From First Symptom To Treatment For Breast Cancer ñ An International Comparative Study (ICBPM4)
David WELLER, University of Edinburgh , United Kingdom
WORKING GROUP I. 3
, MENON U. 2
, JENSEN H. 1
, ZALOUNINA FALBORG A. 1
, VEDSTED P. 1
1 Research Unit for General Practice, Aarhus University, Aarhus, Denmark
2 Institute for Women's Health, University College London, London, United Kingdom
3 ICBP Module 4 Working Group, Cancer Research UK, London, United Kingdom
Purpose: International differences in breast cancer survival and stage at diagnosis, reported previously by the International Cancer Benchmarking Partnership (ICBP), may be linked to differences in time intervals and routes to diagnosis. ICBP Module 4 reports the first international comparison of routes to diagnosis for breast cancer patients and the time intervals from symptom onset until the start of treatment. Data from ten jurisdictions across six countries (Canada, the UK, Norway, Sweden, Denmark and Australia) is included.
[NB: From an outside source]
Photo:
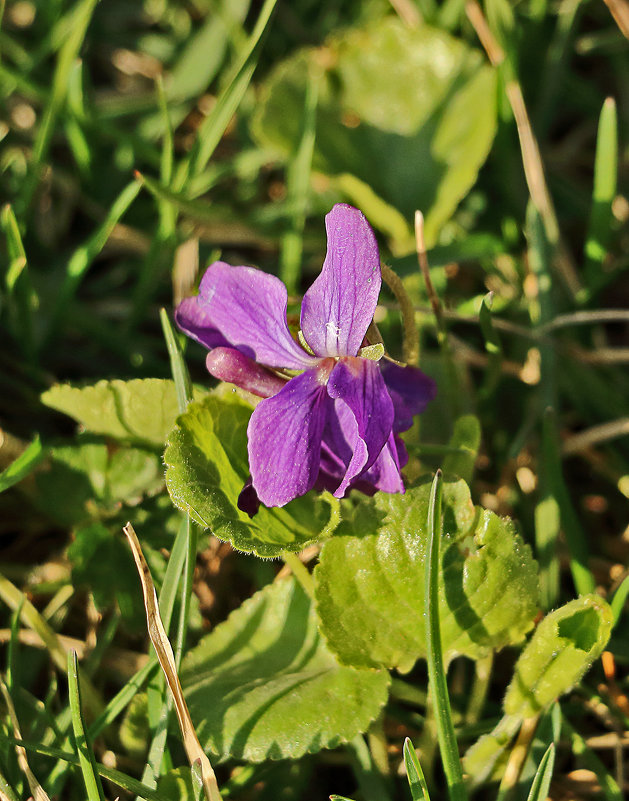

Methods: Patients were identified via cancer registries. Data on symptomatic and screened patients was collected – with a target of 200 symptomatic patients. Questionnaire data from patients’ primary care providers (PCPs) and specialists, as well as audit information from treatment records or databases, supplemented data from the patient questionnaire.
Routes to diagnosis and the key time intervals were estimated and compared using quantile regression.
Results: A total of 3,470 breast cancer patients diagnosed between May 2013 and November 2015 are included in the analyses. Preliminary analyses show that the main route to diagnosis was symptomatic presentation, most often to primary care, with half experiencing a lump.
The median patient interval ranged from 4 to 31 days. The primary care interval was short with a median of 0 days with a few important exceptions. For symptomatic women the median diagnostic interval ranged from 8 to 36 days and the median total interval from first symptom to treatment from 42 to 93 days between jurisdictions. The total interval was similar between jurisdictions when screen detected cases were included.
Conclusion: ICBM4 was able to demonstrate important differences in routes to diagnosis and time intervals between ten jurisdictions. Preliminary results will be presented at the conference.
Funding source: Provided by various sources from each participating jurisdiction.